Norman Lear was 49 years old in 1971, a modestly successful TV writer with a couple of screenplays who was about to have a decade of unprecedented success in the sitcom business. His groundbreaking All in the Family premiered a few weeks before Cold Turkey did, and in addition to Jean Stapleton (aka Edith Bunker) as the mayor’s wife, the film has numerous actors who were either already recognizable from TV (like Van Dyke) or were about to be, including Tom Poston (Mork & Mindy), Paul Benedict (The Jeffersons), Vincent Gardenia (All in the Family), Graham Jarvis (Mary Hartman, Mary Hartman), Judith Lowry (Maude and Phyllis), and Bob Newhart, who was famous for his million-selling comedy albums and standup career but hadn’t done much TV yet.
(Lear must be a decent guy to work for, because almost everyone in the cast later guest-starred on at least one of his sitcoms. So far this is the only movie he’s directed, but he’s only 96, so who knows?)
The movie is straight-up MAD Magazine-inspired satire, including TV newscasters with parody names like Walter Chronic (Cronkite), Paul Hardly (Harvey) and Hugh Upson (Downs), all of them played by popular radio and TV comedy duo Bob and Ray. News reports on the contest include real clips of politicians of the day taken out of context to sound like they’re praising it. The tobacco execs, with Newhart as their P.R. man, are depicted as corrupt and cynical. The townsfolk are stock characters, some intended as objects of derision, others serving as straightmen, nobody exactly realistic.
Many of the gags are about the cessation of smoking, of course. Townsfolk grow cranky (“Who the hell do you people think you are?!” is what a crossing guard shouts at the children), and a radio host’s suggestion that “the act of physical love” may be a useful distraction has humorous results. But the film’s satiric reach is broad. A group of nonsmokers, based on the super-conservative John Birch Society, refuse to sign the town pledge on the grounds that being asked to do so is an overstep of government authority, but they’re more than happy to take on the assignment of policing the town’s borders, Gestapo-style, to prevent any tobacco products from being smuggled in. And of course there’s the whole thing where winning the contest (we’re healthy now!) will mean getting a missile plant (we’re making death machines!).
One underreported achievement is that Cold Turkey might be the first American film to feature an audible fart (the sound is out of sync, but here’s the scene). Blazing Saddles, often assumed to be the record-holder here, came out three years later (and, admittedly, featured a great many more farts and used them more memorably than Cold Turkey did). If anyone knows of an earlier American film with a fart sound — I’m aware of Ozu’s Good Morning (1959), from Japan — I urge you to notify me.
It would be appropriate for Cold Turkey to hold this distinction, coming from the creator of All in the Family, wherein TV viewers heard a toilet flush for the first time.

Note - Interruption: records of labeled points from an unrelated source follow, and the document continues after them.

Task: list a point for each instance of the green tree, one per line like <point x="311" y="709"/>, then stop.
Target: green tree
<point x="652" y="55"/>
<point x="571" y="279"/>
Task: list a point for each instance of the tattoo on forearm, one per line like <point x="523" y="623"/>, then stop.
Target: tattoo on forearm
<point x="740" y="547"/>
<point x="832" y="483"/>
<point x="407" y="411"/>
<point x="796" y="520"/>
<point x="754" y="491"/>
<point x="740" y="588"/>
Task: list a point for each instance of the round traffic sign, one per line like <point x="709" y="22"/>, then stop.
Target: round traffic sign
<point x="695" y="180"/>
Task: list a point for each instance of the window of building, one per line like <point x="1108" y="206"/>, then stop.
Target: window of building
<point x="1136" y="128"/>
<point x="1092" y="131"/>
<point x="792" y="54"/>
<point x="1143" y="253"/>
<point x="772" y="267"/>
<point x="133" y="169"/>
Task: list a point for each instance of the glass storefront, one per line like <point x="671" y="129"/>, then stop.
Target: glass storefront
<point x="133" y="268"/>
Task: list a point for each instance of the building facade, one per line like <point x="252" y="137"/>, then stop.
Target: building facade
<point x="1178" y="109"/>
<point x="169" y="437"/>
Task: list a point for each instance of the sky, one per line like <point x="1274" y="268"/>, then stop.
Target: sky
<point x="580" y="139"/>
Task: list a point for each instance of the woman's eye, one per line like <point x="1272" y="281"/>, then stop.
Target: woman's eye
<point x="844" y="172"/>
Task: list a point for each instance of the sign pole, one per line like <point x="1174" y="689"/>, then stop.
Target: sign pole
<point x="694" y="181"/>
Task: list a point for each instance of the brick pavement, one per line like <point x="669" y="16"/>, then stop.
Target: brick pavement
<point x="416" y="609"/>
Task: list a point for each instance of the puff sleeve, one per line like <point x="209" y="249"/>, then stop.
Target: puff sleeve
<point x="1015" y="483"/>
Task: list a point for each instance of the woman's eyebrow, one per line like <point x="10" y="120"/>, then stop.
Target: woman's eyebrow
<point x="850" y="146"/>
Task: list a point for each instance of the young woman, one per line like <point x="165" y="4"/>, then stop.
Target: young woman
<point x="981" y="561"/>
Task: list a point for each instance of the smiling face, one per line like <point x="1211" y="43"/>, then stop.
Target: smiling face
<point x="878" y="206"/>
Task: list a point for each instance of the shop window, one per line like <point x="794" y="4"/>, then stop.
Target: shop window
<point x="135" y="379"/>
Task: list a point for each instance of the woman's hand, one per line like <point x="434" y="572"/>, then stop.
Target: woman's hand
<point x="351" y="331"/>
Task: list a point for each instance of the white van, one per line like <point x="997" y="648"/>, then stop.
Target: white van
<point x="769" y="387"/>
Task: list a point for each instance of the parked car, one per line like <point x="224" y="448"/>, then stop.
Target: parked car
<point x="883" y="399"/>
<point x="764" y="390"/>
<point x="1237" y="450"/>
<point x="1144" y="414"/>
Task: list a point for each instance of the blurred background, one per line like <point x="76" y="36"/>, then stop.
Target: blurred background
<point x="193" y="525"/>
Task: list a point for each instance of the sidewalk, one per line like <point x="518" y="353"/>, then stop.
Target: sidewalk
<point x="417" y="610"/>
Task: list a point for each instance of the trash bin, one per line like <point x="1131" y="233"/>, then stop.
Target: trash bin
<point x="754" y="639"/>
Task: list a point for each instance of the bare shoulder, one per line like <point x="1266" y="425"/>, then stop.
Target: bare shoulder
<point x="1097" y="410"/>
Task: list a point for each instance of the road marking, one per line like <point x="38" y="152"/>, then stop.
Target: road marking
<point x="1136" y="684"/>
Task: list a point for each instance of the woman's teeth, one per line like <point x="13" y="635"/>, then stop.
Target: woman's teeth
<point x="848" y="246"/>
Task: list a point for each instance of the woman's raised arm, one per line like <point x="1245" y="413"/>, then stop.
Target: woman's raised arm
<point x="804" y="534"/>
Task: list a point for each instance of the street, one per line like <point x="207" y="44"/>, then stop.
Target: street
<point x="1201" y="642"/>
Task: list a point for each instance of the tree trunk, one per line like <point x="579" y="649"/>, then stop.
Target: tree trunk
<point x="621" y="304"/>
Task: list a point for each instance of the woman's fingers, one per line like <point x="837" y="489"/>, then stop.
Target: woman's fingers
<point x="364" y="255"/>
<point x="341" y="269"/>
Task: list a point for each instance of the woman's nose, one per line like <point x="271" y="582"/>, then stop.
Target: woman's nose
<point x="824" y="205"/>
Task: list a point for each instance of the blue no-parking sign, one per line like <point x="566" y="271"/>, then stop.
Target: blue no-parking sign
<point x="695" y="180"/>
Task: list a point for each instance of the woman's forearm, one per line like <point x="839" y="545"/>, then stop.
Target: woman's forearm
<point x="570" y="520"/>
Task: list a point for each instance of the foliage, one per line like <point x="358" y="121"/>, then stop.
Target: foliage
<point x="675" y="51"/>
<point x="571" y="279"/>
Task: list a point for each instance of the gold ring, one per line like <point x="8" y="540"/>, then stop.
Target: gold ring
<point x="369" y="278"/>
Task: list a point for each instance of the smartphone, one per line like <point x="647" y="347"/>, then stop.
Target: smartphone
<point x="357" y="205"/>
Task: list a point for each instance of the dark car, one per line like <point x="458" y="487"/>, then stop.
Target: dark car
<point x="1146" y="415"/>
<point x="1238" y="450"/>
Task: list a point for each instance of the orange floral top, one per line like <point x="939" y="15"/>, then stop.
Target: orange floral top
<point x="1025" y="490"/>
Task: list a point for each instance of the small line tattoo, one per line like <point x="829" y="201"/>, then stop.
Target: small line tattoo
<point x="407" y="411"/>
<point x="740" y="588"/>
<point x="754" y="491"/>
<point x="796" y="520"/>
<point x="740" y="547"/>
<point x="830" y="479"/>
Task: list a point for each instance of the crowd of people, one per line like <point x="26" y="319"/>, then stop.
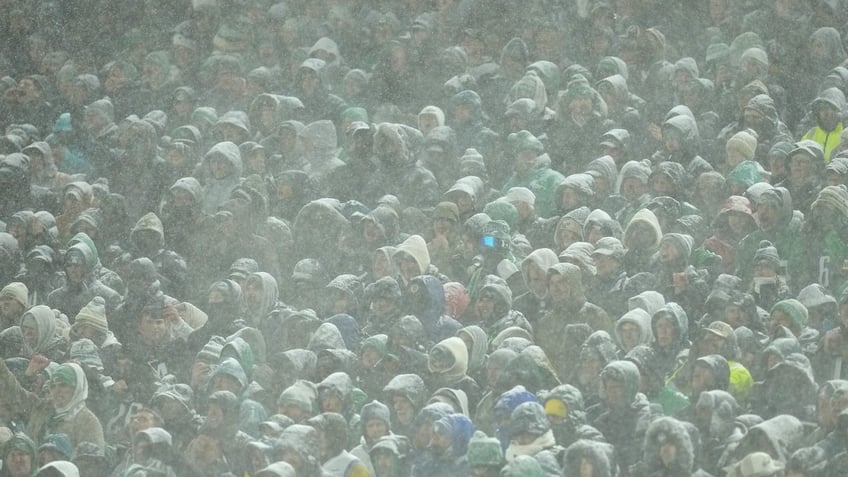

That episode, “Success Story,” aired on March 30, 1971. It’s possible that on that date, someone caught a showing of Cold Turkey, experienced the first audible fart in American film history, then went home to watch All in the Family and heard the first televised toilet flush — two historical firsts, all in one night, all courtesy of Norman Lear. What a time to be alive.
How to watch it: Cold Turkey will air on Turner Classic Movies in the wee hours of Sunday, June 30, but it’s also on DVD and VOD.